Page 1 of 2
Cannot import LDAP users
Posted: Thu Nov 15, 2018 3:59 pm
by BackNBlack
I have checked the No Users returned section of this document:
https://support.nagios.com/kb/article/a ... n-600.html for help but am still unable to get any users to show up on the import users page.
I am using Nagios XI v5.5.3 in a CentOS 6.9 environment with Redhat 389 LDAP server.
Code: Select all
X Enable this authentication server
Connection Method: LDAP
Base DN: dc=test,dc=xxx,dc=net
LDAP Host: 192.168.xx.xx
LDAP Port: 389
Security: None
The only way I could get to connect is by using my DN: uid=user,ou=People,dc=test,dc=xxx,dc=net
I can see the records using ldapsearch with this account
Code: Select all
dn: uid=user,ou=People,dc=test,dc=xxx,dc=net
memberOf: cn=xxx-adm,ou=groups,dc=test,dc=xxx,dc=net
givenName: user
sn: user
loginShell: /bin/bash
gidNumber: 1000
uidNumber: 116512
mail: [email protected]
objectClass: top
objectClass: person
objectClass: organizationalPerson
objectClass: inetorgperson
objectClass: posixAccount
objectClass: inetuser
uid: user
gecos: user user
cn: user user
Any help would be greatly appreciated.
Re: Cannot import LDAP users
Posted: Thu Nov 15, 2018 4:11 pm
by cdienger
With LDAP the DN must be used but with AD you can just use the username. Are you saying no users are returned even if you use the DN? If so, I'd like to see a tcpdump taken while trying to use the import tool:
yum -y install tcpdump
tcpdump -s 0 -i any port 389 -w output.pcap
Let this run while you go to the import tool, login, and stop the tcpdump with CTRL+C as soon as the search for users fails. The tcpdump will contain sensitive info so please PM it to me and
@Nagios Support or open a ticket with it at support.nagios.com/tickets/
Re: Cannot import LDAP users
Posted: Fri Nov 16, 2018 9:11 am
by BackNBlack
Sorry, I do not know how to PM you. I clicked on the link in this message and it sends me to a search screen. I can go to both cdienger and Nagios Support profiles page and there are no links to issue a PM.

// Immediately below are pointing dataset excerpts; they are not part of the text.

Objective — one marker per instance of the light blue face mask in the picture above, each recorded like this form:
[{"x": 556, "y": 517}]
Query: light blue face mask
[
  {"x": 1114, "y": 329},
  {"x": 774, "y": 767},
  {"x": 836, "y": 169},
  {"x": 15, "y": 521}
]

Re: Cannot import LDAP users
Posted: Fri Nov 16, 2018 11:16 am
by cdienger
No problem. Just click on my username and then you should get a screen with a link to PM me. You can add additional people if needed. I try to suggest sending data to
@Nagios Support as well in case I'm not here, but I should still be here if you send it today
Re: Cannot import LDAP users
Posted: Fri Nov 16, 2018 11:41 am
by BackNBlack
Thanks, I'm pretty sure that link was not there before when I tried. Also, when i go to the Nagios Support profile it does not have a link to PM. Also, looks like my PM is in my outbox, shouldn't it be in the Sent folder? Lets wait and see if that changes.
Re: Cannot import LDAP users
Posted: Fri Nov 16, 2018 3:15 pm
by cdienger
responded to the PM.
Re: Cannot import LDAP users
Posted: Mon Nov 19, 2018 7:24 am
by BackNBlack
I forgot to mention that I get a response from the LDAP server, it shows some folders but not anything in those folder. I have attached a screenshot.

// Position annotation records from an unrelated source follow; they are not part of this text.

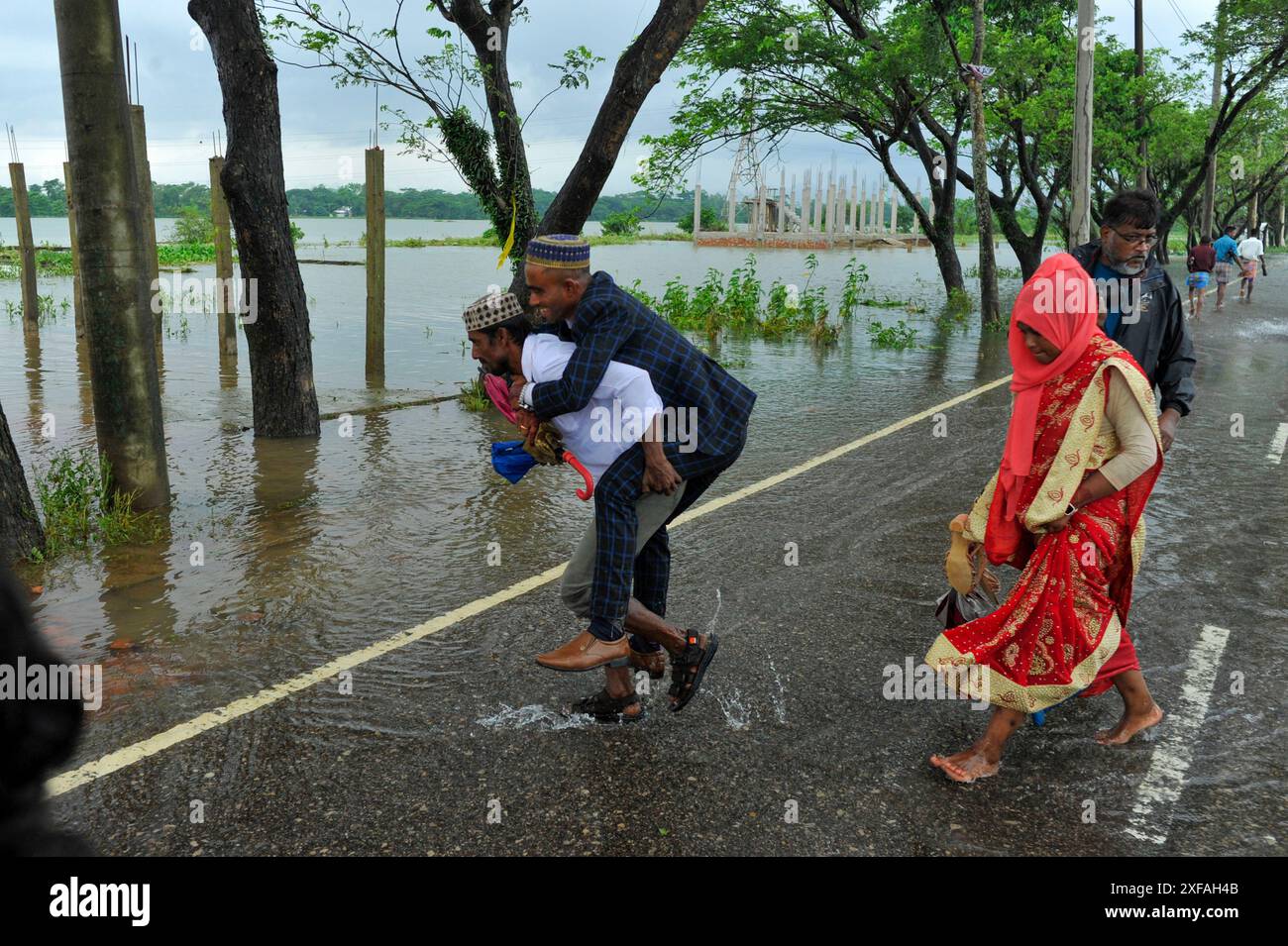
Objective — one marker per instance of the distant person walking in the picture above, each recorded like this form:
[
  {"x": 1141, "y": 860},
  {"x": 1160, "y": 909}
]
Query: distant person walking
[
  {"x": 1227, "y": 259},
  {"x": 1252, "y": 253},
  {"x": 1199, "y": 263}
]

Re: Cannot import LDAP users
Posted: Mon Nov 19, 2018 12:22 pm
by cdienger
The tcpdump shows a successful bind and able to find the objects on the right but there isn't a search to find objects within those. You'll need to select Groups, People, Special Users, or nsAccountInactivationTmp before you'll see users.
Re: Cannot import LDAP users
Posted: Mon Nov 19, 2018 12:52 pm
by BackNBlack
I did try selecting each one in turn. Nothing happened upon any selection. Is there some sort of Flash or Pop Up setting that is causing this? I will PM you another TCP dump of the try I just did.

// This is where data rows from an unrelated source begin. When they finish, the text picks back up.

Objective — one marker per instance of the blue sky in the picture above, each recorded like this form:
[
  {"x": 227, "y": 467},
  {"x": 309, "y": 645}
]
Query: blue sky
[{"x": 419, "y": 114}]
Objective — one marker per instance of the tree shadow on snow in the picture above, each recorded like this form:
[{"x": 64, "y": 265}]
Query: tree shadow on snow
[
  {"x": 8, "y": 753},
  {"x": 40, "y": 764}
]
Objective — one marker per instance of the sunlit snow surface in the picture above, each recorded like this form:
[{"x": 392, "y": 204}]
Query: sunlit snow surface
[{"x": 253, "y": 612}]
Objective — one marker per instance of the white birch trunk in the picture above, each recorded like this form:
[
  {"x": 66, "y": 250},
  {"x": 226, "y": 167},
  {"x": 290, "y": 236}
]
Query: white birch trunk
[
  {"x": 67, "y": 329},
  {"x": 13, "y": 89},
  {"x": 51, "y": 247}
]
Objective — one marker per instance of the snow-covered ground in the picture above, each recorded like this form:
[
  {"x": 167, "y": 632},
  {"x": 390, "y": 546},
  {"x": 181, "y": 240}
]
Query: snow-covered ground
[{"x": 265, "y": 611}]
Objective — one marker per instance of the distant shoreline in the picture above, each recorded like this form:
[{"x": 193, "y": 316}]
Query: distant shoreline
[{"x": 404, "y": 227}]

Re: Cannot import LDAP users
Posted: Mon Nov 19, 2018 2:28 pm
by cdienger
The tcpdump shows a search in "Special Users" but nothing is getting returned. Does your user have access to drill down into this OU? Is there another admin account you can test with? I'd like to see another tcpdump gathered when you try to drill into "People" since we know there should be items in there.